Why tell you any of this at all? You’ve been getting by all this time without knowing any of it.

Because people will always have expectations of you. And those expectations are built around their preconceived notions, family-derived algorithms of right and wrong, socially-derived algorithms about how to treat you, how to pay you, whether to expose you to toxic materials in their quest for wealth and power. And make no mistake, someone is/has/will be doing this to you in the future.

The only duality you have to contend with is Life and Death. Everything else is a choice. Recognize other people want to make choices for you. Only when you know yourself using introspection, meditation, self-examination, whatever you want to call it, will you be able to recognize the correct response to deal with the situation.

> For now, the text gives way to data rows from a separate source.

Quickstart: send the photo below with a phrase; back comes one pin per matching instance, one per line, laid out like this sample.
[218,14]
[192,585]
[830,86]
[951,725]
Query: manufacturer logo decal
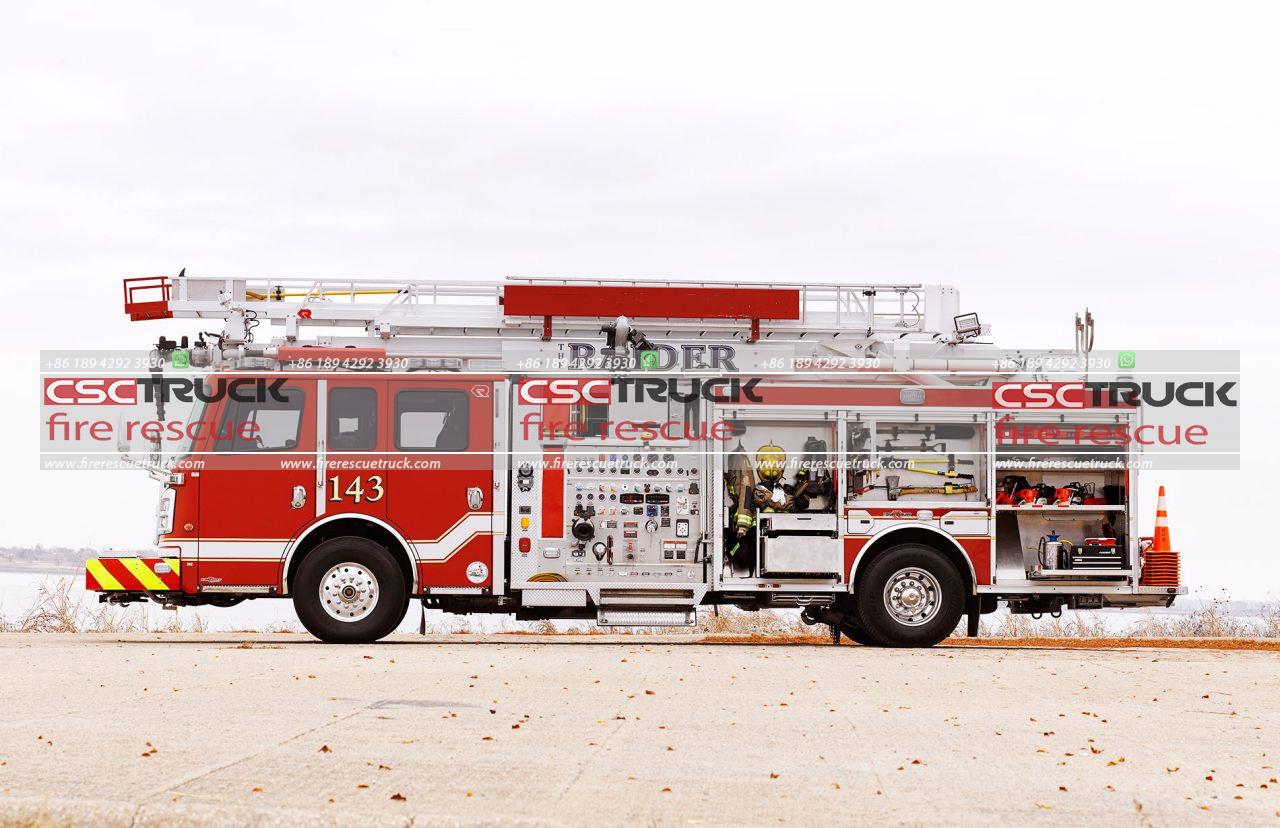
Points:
[542,390]
[91,390]
[478,572]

Every event, every day, every moment can be a moment that promotes change in your life. Being aware makes you conscious of those choices and those moments and gives you a chance to consider something you do, before you do it, instead of simply reacting to life using the programming, the conditioning, you haven’t even looked at over the course of your life.

Until now.

Be aware or not. It’s still your choice. The choice can be yours, or decided for you by someone else.

Be radical. Think about your life before you do something. Being aware of the choice may be more uplifting than you have ever considered.